PRODUCT DESIGN + UI

Hydra Launcher

Hydra Launcher is an open-source game launcher that brings together libraries from multiple storefronts into a single, clean interface. The goal was to design an experience that felt native and polished, something the open-source gaming community could rally behind. I focused on building a design system that balanced information density with visual clarity, making it easy to browse, organize, and launch games without the clutter that plagues most alternatives.

The process started with an audit of existing launchers, what worked, what felt bloated, and where users were dropping off. From there I mapped out the core flows: library browsing, game detail views, and download management. I prototyped multiple layout directions before landing on a card-based grid with contextual sidebars that surface relevant info without pulling you away from the main view. Every interaction was tested against the question: does this feel faster than what already exists?
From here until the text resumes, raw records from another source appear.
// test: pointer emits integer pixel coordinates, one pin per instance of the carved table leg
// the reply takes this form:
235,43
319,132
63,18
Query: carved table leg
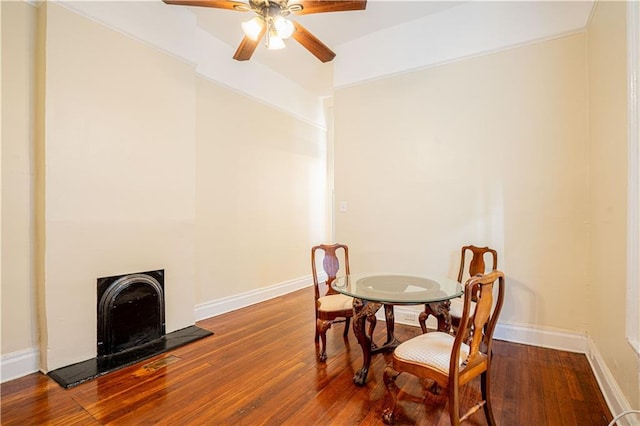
391,342
361,310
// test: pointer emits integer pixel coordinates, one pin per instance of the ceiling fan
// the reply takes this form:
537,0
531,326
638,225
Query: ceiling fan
271,20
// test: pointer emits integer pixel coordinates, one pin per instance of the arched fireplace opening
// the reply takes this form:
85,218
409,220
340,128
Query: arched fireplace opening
131,327
130,311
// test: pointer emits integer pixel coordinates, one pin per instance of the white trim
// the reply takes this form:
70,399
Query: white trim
19,364
22,363
481,28
242,300
633,203
612,393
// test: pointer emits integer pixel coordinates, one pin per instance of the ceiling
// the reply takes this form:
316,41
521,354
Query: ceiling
333,28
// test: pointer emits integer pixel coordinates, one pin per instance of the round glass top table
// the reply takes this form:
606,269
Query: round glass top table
371,291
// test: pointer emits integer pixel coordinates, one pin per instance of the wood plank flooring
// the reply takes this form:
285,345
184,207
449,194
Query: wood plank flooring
260,368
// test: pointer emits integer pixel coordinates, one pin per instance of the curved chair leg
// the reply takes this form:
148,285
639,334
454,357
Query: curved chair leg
454,404
347,322
321,328
486,395
390,375
422,319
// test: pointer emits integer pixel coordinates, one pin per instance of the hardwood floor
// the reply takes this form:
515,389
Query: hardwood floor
260,368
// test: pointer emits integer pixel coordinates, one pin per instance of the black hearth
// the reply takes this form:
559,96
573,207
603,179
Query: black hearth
131,327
Working with an open-source project means the timeline is shaped by community momentum. I synced design deliverables with the development sprint cycles, ensuring assets and specs were ready before each release milestone. The key constraint was making sure the UI could be implemented incrementally, each update had to ship as a self-contained improvement rather than a sweeping redesign.

The biggest challenge was handling data from multiple game storefronts, each with different metadata structures, image aspect ratios, and information hierarchies. Designing flexible components that could gracefully accommodate inconsistent data without looking broken required careful thought around fallback states, placeholder logic, and responsive image handling.

This project reinforced that designing in the open means your decisions get scrutinized, and that's a good thing. Community feedback shaped key navigation patterns I wouldn't have arrived at alone. I also learned the value of designing resilient components that handle edge cases gracefully, since you can't control the data flowing through an open platform the way you can with a closed product.